Update on Ceph vs. GlusterFS

Since my last post has generated a bit of attention, I want to make sure the most important parts are not lost on anyone. First, let me reiterate: I love Ceph. I value Sage as a colleague and as an ally in the real fight. It would sadden me greatly if my comments had an adverse effect on that relationship. Partly I was writing out of frustration at being constantly compared to a vision. I can’t test a vision. The promise is there, but I can only test the reality. Partly I was also writing out of disappointment, because I know Ceph can do better. I have total faith in the quality of their architecture, and in the talent of their team. If there are glitches, they can be fixed. Maybe I’m trying to light a fire under them, but I don’t intend for anyone to get burned.

Second, how about that real fight? As I said, Ceph and GlusterFS are really on the same side here. The real fight is against proprietary storage, non-scalable storage, and functionally deficient storage. Users deserve better. As I’ve said in person many times, we have to win that battle before we squabble over spoils. The Bad Guys will laugh themselves silly if we tear each other apart. Ceph folks, if I have given offense I apologize. That was not my intent. I want us both to win, but to win we have to be honest with users about where we’re strong and where we still need to improve. So let’s measure, and improve, and kick some storage-industry ass together.

 

GlusterFS vs. Ceph

Everywhere I go, people ask me about Ceph. That’s hardly surprising, since we’re clearly rivals – which by definition means we’re not enemies. In fact I love Ceph and the people who work on it. The enemy is expensive proprietary Big Storage. The other enemy is things like HDFS that were built for one thing and are only good for one thing but get hyped relentlessly as alternatives to real storage. Ceph and GlusterFS, by contrast, have a lot in common. Both are open source, run on commodity hardware, do internal replication, scale via algorithmic file placement, and so on. Sure, GlusterFS uses ring-based consistent hashing while Ceph uses CRUSH, GlusterFS has one kind of server in the file I/O path while Ceph has two, but they’re different twists on the same idea rather than two different ideas – and I’ll gladly give Sage Weil credit for having done much to popularize that idea.

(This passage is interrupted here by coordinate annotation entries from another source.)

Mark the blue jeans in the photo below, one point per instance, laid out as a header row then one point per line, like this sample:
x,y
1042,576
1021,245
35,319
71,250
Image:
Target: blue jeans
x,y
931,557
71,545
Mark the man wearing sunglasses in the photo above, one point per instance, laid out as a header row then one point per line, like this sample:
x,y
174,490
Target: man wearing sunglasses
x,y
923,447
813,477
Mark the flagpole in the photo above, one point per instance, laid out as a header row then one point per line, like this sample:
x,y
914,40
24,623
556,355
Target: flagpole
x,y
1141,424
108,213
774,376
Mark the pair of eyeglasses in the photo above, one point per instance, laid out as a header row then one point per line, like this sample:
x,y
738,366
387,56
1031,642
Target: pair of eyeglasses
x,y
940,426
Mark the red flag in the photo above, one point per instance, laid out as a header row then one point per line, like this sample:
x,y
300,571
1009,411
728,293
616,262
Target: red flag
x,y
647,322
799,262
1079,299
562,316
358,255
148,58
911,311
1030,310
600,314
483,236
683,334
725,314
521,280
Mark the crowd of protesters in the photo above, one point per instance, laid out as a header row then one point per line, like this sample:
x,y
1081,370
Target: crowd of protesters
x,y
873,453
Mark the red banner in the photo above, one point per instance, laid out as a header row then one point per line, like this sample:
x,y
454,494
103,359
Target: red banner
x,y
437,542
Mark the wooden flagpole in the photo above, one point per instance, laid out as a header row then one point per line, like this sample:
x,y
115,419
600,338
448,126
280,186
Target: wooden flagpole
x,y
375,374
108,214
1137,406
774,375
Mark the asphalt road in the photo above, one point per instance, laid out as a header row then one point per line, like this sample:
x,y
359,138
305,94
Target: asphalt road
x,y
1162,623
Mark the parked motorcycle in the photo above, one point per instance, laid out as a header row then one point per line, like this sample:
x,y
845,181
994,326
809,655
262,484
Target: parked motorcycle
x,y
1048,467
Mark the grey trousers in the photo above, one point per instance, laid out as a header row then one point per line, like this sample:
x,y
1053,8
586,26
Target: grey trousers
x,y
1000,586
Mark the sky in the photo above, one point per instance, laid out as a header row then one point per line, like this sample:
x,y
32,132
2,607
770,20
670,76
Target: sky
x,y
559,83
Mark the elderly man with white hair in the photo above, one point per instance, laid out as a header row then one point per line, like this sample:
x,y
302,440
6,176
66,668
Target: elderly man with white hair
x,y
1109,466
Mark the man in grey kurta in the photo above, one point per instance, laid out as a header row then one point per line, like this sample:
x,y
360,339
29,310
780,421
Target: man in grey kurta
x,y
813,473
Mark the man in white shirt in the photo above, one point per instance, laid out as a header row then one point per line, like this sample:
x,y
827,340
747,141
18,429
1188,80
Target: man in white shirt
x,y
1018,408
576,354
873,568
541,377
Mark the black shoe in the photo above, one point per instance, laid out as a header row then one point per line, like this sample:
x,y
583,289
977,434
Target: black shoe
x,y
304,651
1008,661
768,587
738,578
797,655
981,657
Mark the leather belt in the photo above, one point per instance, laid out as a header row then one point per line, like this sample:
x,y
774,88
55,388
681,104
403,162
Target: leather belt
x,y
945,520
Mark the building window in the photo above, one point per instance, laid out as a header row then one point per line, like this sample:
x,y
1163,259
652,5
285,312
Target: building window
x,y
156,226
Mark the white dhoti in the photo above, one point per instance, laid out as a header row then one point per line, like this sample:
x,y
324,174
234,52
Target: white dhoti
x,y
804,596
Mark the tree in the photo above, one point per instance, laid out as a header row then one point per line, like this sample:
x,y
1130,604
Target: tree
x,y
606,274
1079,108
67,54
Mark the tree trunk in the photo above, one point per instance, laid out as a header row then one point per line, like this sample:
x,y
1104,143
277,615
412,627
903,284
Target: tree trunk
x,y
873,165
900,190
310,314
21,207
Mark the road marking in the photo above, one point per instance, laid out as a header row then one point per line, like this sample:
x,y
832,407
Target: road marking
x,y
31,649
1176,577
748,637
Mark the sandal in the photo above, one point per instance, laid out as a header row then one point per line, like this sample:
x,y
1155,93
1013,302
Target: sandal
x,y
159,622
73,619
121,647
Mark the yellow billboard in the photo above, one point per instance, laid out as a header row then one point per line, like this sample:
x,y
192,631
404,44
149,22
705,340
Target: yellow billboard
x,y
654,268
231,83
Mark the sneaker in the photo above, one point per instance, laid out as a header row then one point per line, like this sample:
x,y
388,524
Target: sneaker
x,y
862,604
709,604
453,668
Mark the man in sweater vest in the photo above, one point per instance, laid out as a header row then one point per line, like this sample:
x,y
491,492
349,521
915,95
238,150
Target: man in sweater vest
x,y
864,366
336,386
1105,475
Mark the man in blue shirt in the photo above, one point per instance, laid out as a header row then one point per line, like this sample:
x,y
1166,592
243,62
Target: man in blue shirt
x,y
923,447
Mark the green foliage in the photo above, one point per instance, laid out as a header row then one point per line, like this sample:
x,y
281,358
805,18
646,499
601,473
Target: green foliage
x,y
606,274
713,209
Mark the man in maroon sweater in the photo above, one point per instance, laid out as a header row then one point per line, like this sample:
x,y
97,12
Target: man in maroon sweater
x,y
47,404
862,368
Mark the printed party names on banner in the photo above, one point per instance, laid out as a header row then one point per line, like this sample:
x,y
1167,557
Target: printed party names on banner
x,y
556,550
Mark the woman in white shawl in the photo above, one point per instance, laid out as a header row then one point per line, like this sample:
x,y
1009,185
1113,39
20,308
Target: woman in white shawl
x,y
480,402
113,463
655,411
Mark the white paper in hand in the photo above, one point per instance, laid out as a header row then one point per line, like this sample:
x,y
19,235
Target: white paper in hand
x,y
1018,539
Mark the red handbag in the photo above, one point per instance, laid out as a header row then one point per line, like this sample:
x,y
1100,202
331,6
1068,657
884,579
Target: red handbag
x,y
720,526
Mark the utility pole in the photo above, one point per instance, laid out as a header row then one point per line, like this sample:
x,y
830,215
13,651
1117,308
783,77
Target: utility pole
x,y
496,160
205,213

It should be no surprise, then, that I’m interested in how the two compare in the real world. I ran Ceph on my test machines a while ago, and the results were very disappointing, but I wasn’t interested in bashing Ceph for not being ready so I didn’t write anything then. Lately I’ve been hearing a lot more about how it’s “nearly awesome” so I decided to give it another try. At first I tried to get it running on the same machines as before, but the build process seems very RHEL-unfriendly. Actually I don’t see how duplicate include-file names and such are distro-specific, but the makefile/specfile mismatches and hard dependency on Oracle Java seem to be. I finally managed to get enough running to try the FUSE client, at least, only to find that it inappropriately ignores O_SYNC so those results were meaningless. Since the FUSE client was only slightly interesting and building the kernel client seemed like a lost cause, I abandoned that effort and turned to the cloud.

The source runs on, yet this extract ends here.